You are viewing a plain text version of this content. The canonical link for it is here.
Posted to users@pdfbox.apache.org by Peter Murray-Rust <pm...@cam.ac.uk> on 2015/01/27 09:37:15 UTC

Non-unicode characters

thomasjjg@gmail.com wrote...

>>>I have a requirement to read tamil pdf document and store the content in
db. When I read the document using Pdfbox, the characters are junked and
not readable. I suppose this problem to be with fonts used. Can you help me
to resolve this?

It sounds as if you have a font which is not Unicode compliant and probably
undocumented.

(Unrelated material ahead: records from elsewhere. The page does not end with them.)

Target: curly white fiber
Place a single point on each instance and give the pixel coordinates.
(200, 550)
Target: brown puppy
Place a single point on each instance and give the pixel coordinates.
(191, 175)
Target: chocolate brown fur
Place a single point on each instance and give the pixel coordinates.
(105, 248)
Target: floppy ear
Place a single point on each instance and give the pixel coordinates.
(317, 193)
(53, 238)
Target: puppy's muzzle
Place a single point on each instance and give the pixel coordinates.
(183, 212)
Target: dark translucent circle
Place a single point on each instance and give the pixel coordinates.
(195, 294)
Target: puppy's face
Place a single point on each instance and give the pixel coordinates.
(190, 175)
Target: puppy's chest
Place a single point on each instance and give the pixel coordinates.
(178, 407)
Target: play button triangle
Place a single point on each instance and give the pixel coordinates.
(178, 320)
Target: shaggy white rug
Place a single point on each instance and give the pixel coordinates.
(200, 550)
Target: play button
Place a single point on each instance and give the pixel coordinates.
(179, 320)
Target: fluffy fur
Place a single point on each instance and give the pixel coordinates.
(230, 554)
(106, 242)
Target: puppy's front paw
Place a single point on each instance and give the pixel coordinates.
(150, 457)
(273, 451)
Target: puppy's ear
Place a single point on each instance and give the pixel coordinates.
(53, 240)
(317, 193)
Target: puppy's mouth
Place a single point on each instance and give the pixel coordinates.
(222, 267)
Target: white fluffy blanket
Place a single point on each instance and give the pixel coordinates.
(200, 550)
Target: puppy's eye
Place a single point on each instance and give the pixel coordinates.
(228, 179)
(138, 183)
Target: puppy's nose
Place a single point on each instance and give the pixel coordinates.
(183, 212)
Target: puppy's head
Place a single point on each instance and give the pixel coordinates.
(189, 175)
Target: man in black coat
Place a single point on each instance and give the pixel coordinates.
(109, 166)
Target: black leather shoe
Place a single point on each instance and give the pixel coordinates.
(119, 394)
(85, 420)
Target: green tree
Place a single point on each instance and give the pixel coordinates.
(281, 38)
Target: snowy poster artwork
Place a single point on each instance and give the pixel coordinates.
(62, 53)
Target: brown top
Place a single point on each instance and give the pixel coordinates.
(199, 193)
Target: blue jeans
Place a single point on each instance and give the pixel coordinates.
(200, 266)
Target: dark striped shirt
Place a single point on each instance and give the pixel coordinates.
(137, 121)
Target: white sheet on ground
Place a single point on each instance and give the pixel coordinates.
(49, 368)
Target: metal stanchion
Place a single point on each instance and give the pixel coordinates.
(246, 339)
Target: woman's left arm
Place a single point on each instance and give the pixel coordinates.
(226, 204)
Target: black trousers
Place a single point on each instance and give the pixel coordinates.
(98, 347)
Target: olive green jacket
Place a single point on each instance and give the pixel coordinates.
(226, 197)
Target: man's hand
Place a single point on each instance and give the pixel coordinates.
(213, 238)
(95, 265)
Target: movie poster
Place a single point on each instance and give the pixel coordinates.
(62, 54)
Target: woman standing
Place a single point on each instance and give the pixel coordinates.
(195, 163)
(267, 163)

We encounter a similar problem in scientific documents where
characters with high Unicode points are represented by a variety of
non-standard Fonts. in PDF2SVG (http://bitbucket.org/petermr/pdf2svg; which
is built on top of PDFBox) we try to provide a debug and a variety of
kludges to translate to Unicode.

There are several messy ways in which characters are transmitted in
non-Unicode fashion:
* outline glyphs (i.e. the vectors representing the fonts)
* bitmapped glyphs with names or code points

The glyphs are usually supplied with the fonts. They are referenced eitehr
by non-Unicode points or by names.

There is no algorithmic way of solving the problem. If the font is in
common use you *may* be able to find a translation table to Unicode by
searching the web or asking, but in our experience this is uncommon. You
may, if you are lucky, find a table of glyph images mapped onto codepoints
or names.

If you have a large document or many documents it will be necessary to
create a translation table. We do this in PDF2SVG on a heuristic basis -
sometimes the characters have a sequence that maps onto the alphabet or
Unicode, but sometimes it's completely arbitrary. There could be other
horrors - such as different codepoints for a character with different sizes
(Microsoft does this for maths).

I know nothing of Tamil - have read
http://en.wikipedia.org/wiki/Tamil_script - and assuming your legacy font
is systematic then you will to map these Unicode tables onto your font.
Assuming you don't have a translation table you will have to do this
manually, character by character. Assuming you can reliably recognize Tamil
characters you can visually map the glyphs onto the rendered PDF onto
Unicode.

Alternatively you could print the characters to screen and use an Optical
Character Recognition program. We are (slowly) developing this for
mathematics and other symbols , but not for Tamil. You might find that a
good OCR program is the best way forward.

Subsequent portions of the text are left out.